13. The system as recited in claim 12, further comprising an image registration unit that generates co-registered images by co-registering the plurality of images using the refined motion parameters.
14. The system as recited in claim 13, further comprising a tissue characterization unit that computes a tissue characterization parameter from the co-registered images.
15. The system as recited in claim 12, wherein the motion estimating unit computes an image similarity heuristic in a region-of-interest for the two images of the plurality of images, performs a comparison of the image similarity heuristic to a criterion, and selects an image similarity metric to maximize based on the comparison of the image similarity heuristic to the criterion.
16. The system as recited in claim 15, wherein the image similarity heuristic is based on a contrast of the two images of the plurality of images.
17. The system as recited in claim 16, wherein the image similarity metric to maximize is selected as an inter-correlation metric when the comparison of the image similarity heuristic to the criterion indicates that the two images of the plurality of images have similar contrast.
18. The system as recited in claim 16, wherein the image similarity metric to maximize is selected as a mutual information metric when the comparison of the image similarity heuristic to the criterion indicates that the two images of the plurality of images have dissimilar contrast.

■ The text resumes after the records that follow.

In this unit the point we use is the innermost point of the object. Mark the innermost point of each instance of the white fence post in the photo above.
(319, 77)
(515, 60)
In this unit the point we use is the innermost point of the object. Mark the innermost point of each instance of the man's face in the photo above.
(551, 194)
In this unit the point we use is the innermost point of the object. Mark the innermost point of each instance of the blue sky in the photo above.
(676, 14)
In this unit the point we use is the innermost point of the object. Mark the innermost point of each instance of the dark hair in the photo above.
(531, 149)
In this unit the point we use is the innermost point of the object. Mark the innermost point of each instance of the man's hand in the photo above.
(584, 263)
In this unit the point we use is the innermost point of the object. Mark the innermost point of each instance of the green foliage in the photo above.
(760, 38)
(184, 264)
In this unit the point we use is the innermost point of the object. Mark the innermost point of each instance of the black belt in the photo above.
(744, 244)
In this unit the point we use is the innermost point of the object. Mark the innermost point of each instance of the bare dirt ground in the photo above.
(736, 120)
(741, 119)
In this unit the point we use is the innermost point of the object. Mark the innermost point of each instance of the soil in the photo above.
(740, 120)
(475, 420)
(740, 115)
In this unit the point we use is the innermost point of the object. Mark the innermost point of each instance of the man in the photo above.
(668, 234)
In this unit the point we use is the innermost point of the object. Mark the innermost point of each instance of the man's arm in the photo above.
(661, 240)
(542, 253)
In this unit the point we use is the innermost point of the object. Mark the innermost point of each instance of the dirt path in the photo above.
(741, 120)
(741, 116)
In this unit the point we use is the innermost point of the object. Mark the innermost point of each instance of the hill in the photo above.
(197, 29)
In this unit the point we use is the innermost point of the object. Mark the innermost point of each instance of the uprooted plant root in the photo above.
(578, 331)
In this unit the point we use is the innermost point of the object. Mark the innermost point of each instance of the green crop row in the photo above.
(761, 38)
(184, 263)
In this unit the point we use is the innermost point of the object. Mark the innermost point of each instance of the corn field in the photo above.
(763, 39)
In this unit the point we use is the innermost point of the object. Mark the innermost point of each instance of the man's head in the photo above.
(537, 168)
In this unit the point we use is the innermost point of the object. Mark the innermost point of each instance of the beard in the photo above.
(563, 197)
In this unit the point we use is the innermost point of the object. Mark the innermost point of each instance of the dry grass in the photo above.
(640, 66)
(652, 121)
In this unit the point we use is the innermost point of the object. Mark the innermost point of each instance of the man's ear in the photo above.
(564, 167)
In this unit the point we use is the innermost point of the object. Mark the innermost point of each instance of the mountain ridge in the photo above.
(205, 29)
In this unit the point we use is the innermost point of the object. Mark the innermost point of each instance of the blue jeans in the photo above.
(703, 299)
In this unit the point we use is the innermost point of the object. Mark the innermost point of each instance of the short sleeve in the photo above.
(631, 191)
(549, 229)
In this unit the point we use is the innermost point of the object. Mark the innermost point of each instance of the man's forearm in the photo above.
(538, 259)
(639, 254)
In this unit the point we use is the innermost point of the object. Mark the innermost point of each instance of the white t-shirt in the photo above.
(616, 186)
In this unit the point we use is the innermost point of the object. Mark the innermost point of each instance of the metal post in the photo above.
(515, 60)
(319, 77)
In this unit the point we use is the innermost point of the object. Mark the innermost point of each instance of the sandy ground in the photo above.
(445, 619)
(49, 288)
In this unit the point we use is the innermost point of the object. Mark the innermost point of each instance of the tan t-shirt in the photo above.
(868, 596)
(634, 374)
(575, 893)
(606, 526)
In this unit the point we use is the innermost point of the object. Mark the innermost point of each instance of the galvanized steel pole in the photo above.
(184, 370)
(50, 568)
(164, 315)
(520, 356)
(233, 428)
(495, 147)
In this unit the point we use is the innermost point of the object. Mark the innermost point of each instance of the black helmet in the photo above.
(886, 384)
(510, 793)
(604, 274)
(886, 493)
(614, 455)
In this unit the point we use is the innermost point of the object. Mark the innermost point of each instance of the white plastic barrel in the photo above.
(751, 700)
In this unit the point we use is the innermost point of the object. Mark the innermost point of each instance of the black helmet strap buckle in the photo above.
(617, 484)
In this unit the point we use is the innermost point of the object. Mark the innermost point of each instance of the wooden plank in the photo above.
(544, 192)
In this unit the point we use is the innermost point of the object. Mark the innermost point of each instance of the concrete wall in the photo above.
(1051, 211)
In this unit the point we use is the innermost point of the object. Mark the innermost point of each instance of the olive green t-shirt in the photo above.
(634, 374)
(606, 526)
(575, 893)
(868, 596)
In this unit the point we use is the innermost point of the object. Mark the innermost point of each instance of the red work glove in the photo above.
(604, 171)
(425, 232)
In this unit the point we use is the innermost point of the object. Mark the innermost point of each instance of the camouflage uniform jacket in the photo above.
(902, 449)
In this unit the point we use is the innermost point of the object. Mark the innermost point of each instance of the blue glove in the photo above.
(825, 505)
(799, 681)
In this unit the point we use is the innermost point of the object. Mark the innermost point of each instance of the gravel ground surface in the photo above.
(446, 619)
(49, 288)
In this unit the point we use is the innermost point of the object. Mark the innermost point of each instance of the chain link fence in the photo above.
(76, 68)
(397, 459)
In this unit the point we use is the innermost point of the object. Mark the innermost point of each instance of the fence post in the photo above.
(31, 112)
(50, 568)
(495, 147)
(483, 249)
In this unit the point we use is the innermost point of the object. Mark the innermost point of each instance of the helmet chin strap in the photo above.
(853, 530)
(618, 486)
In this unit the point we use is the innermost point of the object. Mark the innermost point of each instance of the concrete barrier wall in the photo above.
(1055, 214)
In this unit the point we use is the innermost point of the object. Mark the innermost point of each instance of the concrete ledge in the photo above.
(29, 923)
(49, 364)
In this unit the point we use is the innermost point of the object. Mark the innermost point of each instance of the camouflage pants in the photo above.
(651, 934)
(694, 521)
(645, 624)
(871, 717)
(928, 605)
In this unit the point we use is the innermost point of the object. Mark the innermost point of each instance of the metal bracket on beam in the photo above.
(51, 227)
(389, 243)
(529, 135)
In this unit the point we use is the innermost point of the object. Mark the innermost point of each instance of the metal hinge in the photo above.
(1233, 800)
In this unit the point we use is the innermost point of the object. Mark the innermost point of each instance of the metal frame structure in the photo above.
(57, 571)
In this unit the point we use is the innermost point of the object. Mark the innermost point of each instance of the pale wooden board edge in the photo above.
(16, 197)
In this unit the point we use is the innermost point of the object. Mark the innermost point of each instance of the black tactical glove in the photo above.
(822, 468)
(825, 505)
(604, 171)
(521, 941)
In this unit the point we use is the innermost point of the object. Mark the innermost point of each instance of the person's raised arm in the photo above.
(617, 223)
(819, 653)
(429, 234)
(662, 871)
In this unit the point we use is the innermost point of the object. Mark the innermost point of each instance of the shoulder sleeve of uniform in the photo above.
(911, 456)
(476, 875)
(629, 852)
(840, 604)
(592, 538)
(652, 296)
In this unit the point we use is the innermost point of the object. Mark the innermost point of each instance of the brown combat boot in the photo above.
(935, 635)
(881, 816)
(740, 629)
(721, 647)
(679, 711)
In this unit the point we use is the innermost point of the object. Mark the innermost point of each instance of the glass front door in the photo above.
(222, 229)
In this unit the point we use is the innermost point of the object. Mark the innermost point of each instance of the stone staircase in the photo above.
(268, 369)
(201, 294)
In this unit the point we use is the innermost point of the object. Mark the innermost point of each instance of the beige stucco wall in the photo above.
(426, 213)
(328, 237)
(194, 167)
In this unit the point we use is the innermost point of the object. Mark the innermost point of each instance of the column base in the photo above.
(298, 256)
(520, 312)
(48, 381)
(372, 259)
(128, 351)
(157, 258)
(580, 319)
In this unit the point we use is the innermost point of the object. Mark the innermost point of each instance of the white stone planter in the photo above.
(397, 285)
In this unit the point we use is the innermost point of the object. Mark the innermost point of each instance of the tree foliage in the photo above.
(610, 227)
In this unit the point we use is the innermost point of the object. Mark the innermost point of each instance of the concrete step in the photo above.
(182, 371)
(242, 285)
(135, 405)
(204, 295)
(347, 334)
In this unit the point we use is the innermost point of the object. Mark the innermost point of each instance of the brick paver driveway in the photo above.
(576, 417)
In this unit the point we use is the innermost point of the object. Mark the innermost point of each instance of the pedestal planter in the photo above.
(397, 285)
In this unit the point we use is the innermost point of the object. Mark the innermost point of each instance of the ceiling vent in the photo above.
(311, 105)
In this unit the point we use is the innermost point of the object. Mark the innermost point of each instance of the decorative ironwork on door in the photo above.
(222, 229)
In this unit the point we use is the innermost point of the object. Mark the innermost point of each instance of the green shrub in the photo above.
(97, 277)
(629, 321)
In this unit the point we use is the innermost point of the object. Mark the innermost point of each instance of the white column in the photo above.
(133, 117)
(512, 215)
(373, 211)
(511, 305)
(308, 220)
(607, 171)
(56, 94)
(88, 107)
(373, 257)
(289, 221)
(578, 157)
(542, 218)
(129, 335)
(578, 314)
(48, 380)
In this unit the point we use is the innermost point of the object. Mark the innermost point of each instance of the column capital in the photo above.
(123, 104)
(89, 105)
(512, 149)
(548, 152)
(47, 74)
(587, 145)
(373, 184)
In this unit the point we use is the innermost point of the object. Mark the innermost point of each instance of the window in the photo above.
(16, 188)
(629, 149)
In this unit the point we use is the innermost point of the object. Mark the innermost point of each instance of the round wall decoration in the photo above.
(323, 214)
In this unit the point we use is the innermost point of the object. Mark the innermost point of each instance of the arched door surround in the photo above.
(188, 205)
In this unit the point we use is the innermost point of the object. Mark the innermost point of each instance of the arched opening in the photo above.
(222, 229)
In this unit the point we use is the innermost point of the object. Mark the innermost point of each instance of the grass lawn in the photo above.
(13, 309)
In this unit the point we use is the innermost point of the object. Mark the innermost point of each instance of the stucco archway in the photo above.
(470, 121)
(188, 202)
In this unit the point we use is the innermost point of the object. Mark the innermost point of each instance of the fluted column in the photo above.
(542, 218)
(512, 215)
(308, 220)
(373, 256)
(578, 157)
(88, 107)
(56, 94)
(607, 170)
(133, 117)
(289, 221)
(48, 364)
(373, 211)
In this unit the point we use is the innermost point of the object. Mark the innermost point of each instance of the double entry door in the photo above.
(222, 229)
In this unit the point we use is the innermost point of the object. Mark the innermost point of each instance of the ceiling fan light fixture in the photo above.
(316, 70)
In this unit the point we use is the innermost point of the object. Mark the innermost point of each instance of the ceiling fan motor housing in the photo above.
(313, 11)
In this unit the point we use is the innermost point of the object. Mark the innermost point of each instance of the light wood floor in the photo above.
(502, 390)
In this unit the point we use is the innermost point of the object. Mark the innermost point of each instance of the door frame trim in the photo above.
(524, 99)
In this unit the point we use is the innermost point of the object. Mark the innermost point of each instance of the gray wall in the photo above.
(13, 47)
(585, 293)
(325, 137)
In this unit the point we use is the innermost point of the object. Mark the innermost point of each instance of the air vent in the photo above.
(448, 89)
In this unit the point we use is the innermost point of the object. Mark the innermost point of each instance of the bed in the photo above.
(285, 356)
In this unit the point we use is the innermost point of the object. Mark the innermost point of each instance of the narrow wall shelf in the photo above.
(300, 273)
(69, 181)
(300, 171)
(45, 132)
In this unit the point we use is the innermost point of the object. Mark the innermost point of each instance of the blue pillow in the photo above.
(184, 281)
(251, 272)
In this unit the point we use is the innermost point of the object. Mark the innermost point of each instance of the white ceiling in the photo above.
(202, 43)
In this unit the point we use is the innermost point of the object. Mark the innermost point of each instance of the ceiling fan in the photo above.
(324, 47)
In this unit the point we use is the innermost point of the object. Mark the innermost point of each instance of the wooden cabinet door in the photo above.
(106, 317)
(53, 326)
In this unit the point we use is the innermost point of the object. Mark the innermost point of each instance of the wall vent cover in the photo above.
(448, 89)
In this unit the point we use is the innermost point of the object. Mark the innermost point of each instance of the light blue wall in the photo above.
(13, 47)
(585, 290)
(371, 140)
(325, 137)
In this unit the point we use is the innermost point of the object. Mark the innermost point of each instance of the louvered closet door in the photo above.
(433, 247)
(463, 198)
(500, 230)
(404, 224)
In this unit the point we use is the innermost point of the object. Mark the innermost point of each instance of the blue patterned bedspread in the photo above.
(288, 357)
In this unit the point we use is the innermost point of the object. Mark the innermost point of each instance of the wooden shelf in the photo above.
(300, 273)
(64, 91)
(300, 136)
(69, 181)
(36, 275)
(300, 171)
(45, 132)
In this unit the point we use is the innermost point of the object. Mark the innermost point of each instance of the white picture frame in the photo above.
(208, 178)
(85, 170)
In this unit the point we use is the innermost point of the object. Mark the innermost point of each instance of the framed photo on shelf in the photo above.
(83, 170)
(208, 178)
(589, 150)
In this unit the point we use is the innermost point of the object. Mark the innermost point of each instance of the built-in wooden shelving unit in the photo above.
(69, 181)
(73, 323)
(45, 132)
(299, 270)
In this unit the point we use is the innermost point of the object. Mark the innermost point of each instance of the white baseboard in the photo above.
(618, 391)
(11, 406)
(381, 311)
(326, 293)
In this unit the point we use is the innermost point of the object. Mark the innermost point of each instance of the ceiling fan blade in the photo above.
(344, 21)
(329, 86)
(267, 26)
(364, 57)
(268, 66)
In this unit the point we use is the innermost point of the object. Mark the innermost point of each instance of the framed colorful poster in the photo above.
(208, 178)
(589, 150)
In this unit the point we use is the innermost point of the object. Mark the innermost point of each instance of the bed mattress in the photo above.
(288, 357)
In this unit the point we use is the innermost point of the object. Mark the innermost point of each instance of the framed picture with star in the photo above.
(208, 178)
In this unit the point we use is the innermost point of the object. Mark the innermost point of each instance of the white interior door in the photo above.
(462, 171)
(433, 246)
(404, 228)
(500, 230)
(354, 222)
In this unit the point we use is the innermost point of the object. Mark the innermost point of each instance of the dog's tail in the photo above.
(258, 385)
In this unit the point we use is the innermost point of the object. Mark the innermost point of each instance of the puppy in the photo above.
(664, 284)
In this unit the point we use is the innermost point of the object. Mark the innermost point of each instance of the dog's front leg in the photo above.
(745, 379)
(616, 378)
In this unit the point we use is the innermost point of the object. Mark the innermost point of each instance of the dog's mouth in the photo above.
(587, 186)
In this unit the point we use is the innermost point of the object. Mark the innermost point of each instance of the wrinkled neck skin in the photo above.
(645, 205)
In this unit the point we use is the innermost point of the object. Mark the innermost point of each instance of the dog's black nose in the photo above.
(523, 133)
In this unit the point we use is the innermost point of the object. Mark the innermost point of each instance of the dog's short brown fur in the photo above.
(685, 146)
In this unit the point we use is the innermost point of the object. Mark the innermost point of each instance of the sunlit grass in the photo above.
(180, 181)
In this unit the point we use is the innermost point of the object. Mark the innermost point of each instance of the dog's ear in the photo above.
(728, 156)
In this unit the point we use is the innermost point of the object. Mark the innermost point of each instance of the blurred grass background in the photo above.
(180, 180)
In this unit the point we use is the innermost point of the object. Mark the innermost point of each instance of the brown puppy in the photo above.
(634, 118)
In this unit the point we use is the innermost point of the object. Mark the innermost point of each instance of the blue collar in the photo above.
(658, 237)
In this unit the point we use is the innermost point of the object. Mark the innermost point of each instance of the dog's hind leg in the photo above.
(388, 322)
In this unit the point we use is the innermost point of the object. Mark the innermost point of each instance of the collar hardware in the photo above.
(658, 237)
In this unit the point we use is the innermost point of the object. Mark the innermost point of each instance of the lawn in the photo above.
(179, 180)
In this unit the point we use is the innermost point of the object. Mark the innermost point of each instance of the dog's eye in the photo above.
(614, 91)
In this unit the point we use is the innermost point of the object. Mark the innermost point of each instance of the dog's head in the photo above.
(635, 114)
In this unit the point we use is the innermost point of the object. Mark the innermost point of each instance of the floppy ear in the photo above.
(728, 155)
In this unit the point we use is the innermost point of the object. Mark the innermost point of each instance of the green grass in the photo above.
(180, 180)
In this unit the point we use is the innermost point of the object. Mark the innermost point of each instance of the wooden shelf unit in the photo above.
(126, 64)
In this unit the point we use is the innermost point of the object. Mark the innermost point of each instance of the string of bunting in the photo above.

19. The system as recited in claim 12, wherein the motion parameter refining unit converts the motion parameters to a motion field and refines the motion field.
20. The system as recited in claim 12, wherein the motion parameter refining unit regularizes the optical flow functional based on displacement of feature points between the two images of the plurality of images.
21. The system as recited in claim 20, wherein the motion parameter refining unit determines the feature points as points on a contour of a region-of-interest, and estimates the displacement of the feature points using a region-matching algorithm when the motion parameter refining unit regularizes the optical flow functional.